2.3 Challenges and Solutions

A challenge we have faced is the lack of documentation from the source project we are using. Since the Find3 project already encompassed many of our design goals and claimed to be in a working state, we wanted to fork that project to start with. This created some challenges as Find3 is not as well documented as its predecessor Find. Additionally, many of the files are in separate locations in different repos. Other problems associated with this project are our unfamiliarity with Golang. 

We have tackled this program through reading and documenting the program by following the logic of variables and conventional naming structure. This was made easier by not using the documentation for Find. This is because they are structured and written so differently that any directions will set up a device for older dependencies. Additionally, familiarizing ourselves with Golang was a simple process because of its similarity to Python and the project's similarity to other firmware projects our members have worked on. 

GUI

2.1 System Architecture and Design

Discuss the fundamental engineering principles applied to the design.

The design of the Graphical User Interface underwent an iterative process in which several different models for the GUI were tested until one was chosen. Firstly a pen and paper design was created for the GUI. Next, a design was created using a graphical editing software, Canva. Once the desired GUI design was determined, the coding process to create that GUI was started. 

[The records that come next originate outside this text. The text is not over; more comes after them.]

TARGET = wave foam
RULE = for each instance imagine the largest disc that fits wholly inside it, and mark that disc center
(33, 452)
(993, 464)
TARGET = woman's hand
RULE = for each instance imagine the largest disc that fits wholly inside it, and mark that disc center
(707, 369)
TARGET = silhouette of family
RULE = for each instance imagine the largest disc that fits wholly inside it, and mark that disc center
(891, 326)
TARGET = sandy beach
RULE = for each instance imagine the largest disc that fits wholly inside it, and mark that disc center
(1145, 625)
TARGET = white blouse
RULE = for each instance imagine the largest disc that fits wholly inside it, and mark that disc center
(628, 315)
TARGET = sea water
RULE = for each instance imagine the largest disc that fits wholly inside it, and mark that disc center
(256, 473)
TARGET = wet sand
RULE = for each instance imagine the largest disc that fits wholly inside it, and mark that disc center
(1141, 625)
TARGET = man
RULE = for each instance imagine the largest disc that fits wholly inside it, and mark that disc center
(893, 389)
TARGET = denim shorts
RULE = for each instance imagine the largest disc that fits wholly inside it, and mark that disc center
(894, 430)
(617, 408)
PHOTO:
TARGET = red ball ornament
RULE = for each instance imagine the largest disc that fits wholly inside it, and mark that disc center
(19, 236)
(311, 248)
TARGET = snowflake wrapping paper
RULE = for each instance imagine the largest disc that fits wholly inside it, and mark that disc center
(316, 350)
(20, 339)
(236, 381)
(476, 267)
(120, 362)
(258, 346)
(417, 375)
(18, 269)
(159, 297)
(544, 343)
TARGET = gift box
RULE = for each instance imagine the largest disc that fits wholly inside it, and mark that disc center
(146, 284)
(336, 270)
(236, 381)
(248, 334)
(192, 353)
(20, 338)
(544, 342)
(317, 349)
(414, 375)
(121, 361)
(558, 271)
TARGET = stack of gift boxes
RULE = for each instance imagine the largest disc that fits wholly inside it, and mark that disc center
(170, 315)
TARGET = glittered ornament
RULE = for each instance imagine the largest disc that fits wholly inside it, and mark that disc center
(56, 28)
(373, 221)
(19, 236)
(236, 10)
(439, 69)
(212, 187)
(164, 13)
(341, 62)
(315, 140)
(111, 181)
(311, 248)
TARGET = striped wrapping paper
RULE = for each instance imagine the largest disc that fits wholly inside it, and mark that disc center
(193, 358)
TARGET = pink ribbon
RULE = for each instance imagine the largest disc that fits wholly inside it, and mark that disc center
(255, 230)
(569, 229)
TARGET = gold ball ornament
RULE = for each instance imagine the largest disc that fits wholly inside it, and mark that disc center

Highlight the electronics and computing systems involved.

Currently, the GUI is being coded using HTML and JavaScript web development languages. Our GUI makes use of satellite imaging as well as live global position technologies to accurately display potential signals. A .csv file is linked to the website so that whenever the latitude and longitude of a signal is captured, that information will be reflected on the website.


2.2 Components and Modules

Break down the implemented design into its key components and modules.

A prototype of the GUI is presented on a webpage developed by the visualization team. It includes a top-down view of a selected longitude and latitude along with examples of how the signals intend to look on the GUI. Users would be able to click on different circles which represent different signals and get information on that detected signal. Furthermore, we implemented the ability to filter whether the signal is a known or unknown signal, a feature we look to implement in our software down the line. Although not functional in terms of signal processing, this is how we anticipate the GUI would look in a later stage of development. As part of the GUI, we hope to include a legend that explains what each color circle represents. The shade and size of each circle will represent the confidence level of the location of each identified signal. 

Include screenshots or photos of the implemented system.

Below is a demo of how the GUI currently looks and operates:


GUI_Demo.mkv

Fig. 6. Proof of Concept web-enabled GUI to scroll through signals.

2.3 Challenges and Solutions

Address any challenges faced during the implementation.

The first problem the group came across was deciding the content that the GUI would have. Several ideas were being considered, and while each idea was a good one, the team had to decide what specific components we wanted this GUI to have. Furthermore, deciding what software was best for GUI development was difficult as we had initially planned to use MATLAB, then shifted to Python, and ended up developing this webpage.

Demonstrate problem-solving skills applied to overcome these challenges.

We needed to consider exactly what the intended function of this software was, and after doing so, we were able to start the design. While we had a set list of things that the GUI should depict, the group too quickly tried to get into coding the GUI. It was difficult to start coding without a direction in mind, and so we started the iterative process of finalizing the graphical appearance. The first model was made on a sheet of paper, the next was done online, and it was from that point we were able to start coding. Overall, the main problem we faced was trying to develop a solution without first solidifying the needs and requirements. By taking small steps and writing down valuable pieces of discussions, we were able to reach this point.